Before Starke could say a word, Kaplan obliged with a theory.
“And that computer monitor?” he said. “Wheelbarrow. The concrete contractor was still working on hardscape stuff around the property, and his guy had left a big wheelbarrow at the top of the drive. We found track marks from its tire way up near the pond, well away from any of the hardscaping pour.”
For a moment, Starke flashed to the odd late-night conversation with his father as they ate burritos in a parking lot, watching an idling Esparza Construction cement truck. He was dirty.
“So my guess is that’s how a single person could have moved that big goddamned thing up there. Two trips, one carrying or wheeling the body, another to wheel the monitor up there. Wouldn’t have taken more than ten, fifteen minutes, leaving enough time to strap him up to the anchor and sink him. Whole thing takes thirty minutes, tops, which fits the time frame from the security company. Just my theory,”
Starke smiled. It made perfect sense. He reached through the window and shook Kaplan’s hand. “Brooks,” he said, “I need to tell you something.”
Kaplan leaned down.
“I’m currently on paid administrative leave and no longer involved in the Dwyer case,” Starke said. “So while I appreciate the update, I have to tell you I’m unable to talk about details of the case with you or anyone else involved until further notice.”
A look somewhere between disbelief and confusion transformed Kaplan’s face. “What the hell’s that about?”
Starke winked. “Just doing what I’ve been told.
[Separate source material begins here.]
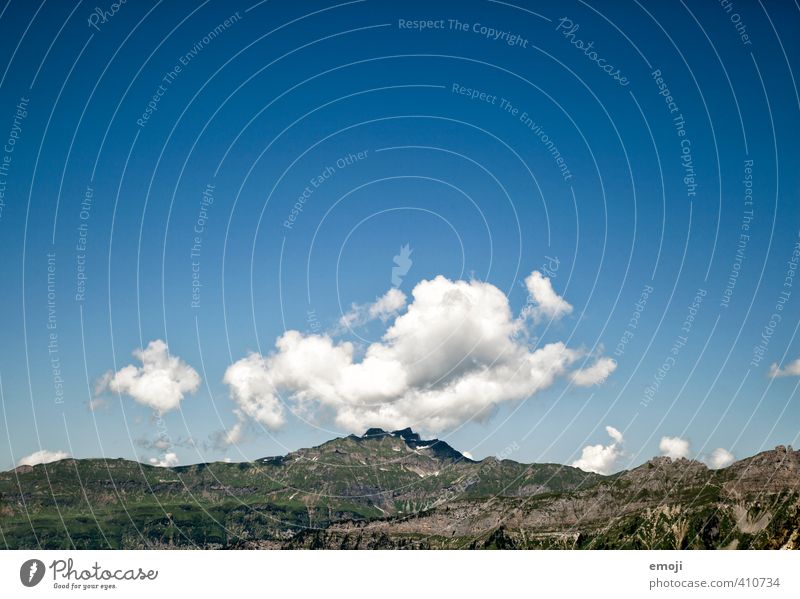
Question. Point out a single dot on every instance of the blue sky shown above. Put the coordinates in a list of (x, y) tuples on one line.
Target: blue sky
[(442, 139)]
I was asked to refrain from speaking to anyone about the case, and so I can’t really say anything to you about it except to say I’m not involved at the moment.”
Kaplan realized he’d been had. He smiled. “Understood.”
“Do me a favor, Brooks, OK?”
Kaplan nodded.
“Don’t turn around when I say this, because we’re being watched from upsta
irs. Just make sure Kerrigan knows I did the right thing here. I didn’t speak to you at all about the case, right?”
Kaplan saluted and stepped away from the car. “Not a word, Ron. I can testify to that.”
Starke started the Vic. He was off the case, but he had a sudden and undeniable hunch. And nothing was stopping him from detouring past a couple of McMansions on his way home.
48
Private security operations ran the gamut. The best ones worked hand-in-hand with local police, fire, and ambulance services to monitor client properties. They maintained monitoring centers twenty-four hours a day, trained their operators well, and made sure their alarm and notification systems were installed by professionals. The worst ones offered a lawn sign and empty promises.
If Kaplan’s theory about the route to Shepherdsen’s pond was correct, Paul Dwyer’s killer had somehow defeated the security system at 1512 Spadero Road, or at least the driveway gate. Access to the driveway of an unoccupied home gave the killer access to the dump site, as well as the privacy needed to dispose of a body.
It had to be someone who knew the owners were away.
Starke steered slowly west along Spadero Road. All along the ridge above him on his left, massive homes rose in faux Mediterranean splendor, lacking only a view of the sea to conjure an image of the Valencia, Spain, Italy’s Amalfi coast, or the hillside homes of the French Riviera. These homes overlooked heavy truck traffic along Spadero Road and the beginnings of a lesser housing tract, one of Paul Dwyer’s other works in progress. At the moment, with the approach of Thursday’s late-afternoon dusk, that site was a parking lot for the fleet of earthmovers that had spent the day excavating dirt and scraping lots for these bloated American Dreams.
Above Starke, some of the hillside homes covered ten thousand square feet and cost more money than he had made in his entire career. Still, most were jammed cheek-by-jowl on lots no larger than an acre. A startling number were owned by people much younger than him, and the thought of that depressed him.